01 -
Preheat oven to 350 °F. Line a 10×15-inch jelly roll pan with parchment paper and coat with nonstick spray.
02 -
In a medium bowl, whisk together flour, cocoa powder, baking soda, baking powder, and salt until uniform.
03 -
In a large mixing bowl, beat eggs on high speed for 2 minutes until pale and foamy. Gradually add both sugars while continuing to whip for 2 additional minutes.
04 -
Gently mix in vanilla extract, vegetable oil, and sour cream. Fold dry ingredients into the batter until just combined.
05 -
Spread batter evenly in prepared pan. Bake for 13–17 minutes until the surface springs back when touched and a toothpick inserted in the center yields a few moist crumbs.
06 -
Immediately invert cake onto a clean kitchen towel dusted with powdered sugar.
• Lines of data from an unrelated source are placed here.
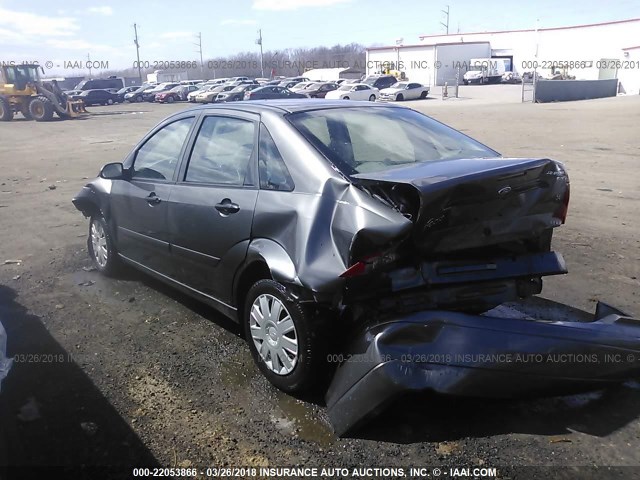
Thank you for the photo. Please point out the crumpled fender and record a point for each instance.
(93, 198)
(492, 355)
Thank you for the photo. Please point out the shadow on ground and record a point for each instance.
(51, 413)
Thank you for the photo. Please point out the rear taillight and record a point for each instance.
(369, 264)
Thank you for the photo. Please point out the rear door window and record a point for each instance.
(158, 157)
(222, 151)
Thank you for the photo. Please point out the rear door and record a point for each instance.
(139, 205)
(212, 204)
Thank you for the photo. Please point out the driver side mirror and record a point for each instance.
(112, 171)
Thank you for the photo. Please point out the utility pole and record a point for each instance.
(199, 45)
(135, 41)
(446, 25)
(259, 42)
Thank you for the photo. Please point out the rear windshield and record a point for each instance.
(366, 139)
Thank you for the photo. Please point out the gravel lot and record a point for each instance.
(137, 374)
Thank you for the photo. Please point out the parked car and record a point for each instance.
(176, 94)
(237, 93)
(97, 97)
(210, 95)
(319, 90)
(354, 91)
(271, 92)
(404, 91)
(138, 94)
(123, 91)
(380, 81)
(300, 86)
(150, 95)
(301, 219)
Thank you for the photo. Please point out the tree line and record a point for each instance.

Carefully peel off parchment, then roll the cake up tightly with the towel inside. Let cool completely at room temperature.
07 -
In a medium saucepan, gently heat evaporated milk, granulated sugar, egg yolks, and butter over medium-low, stirring constantly, until the mixture thickens, about 8–10 minutes. Remove from heat; fold in sweetened shredded coconut and chopped pecans. Cool to room temperature.
08 -
Once the sponge is cool, carefully unroll and remove the towel. Spread the cooled coconut-pecan filling evenly over the cake.
09 -
Re-roll the cake with filling and transfer to the refrigerator to chill until set.
10 -
Place chopped semisweet chocolate in a small bowl. Heat heavy cream in a saucepan until simmering, then pour over chocolate. Allow to stand for 1 minute before whisking smooth.
11 -
Position the cake roll on a wire rack over a baking sheet. Pour ganache over the roll, evenly distributing and collecting drips to spoon back on top. Immediately sprinkle with shredded coconut and chopped pecans.
12 -
Refrigerate uncovered for at least 30 minutes before slicing. Store covered in the refrigerator for up to 5 days.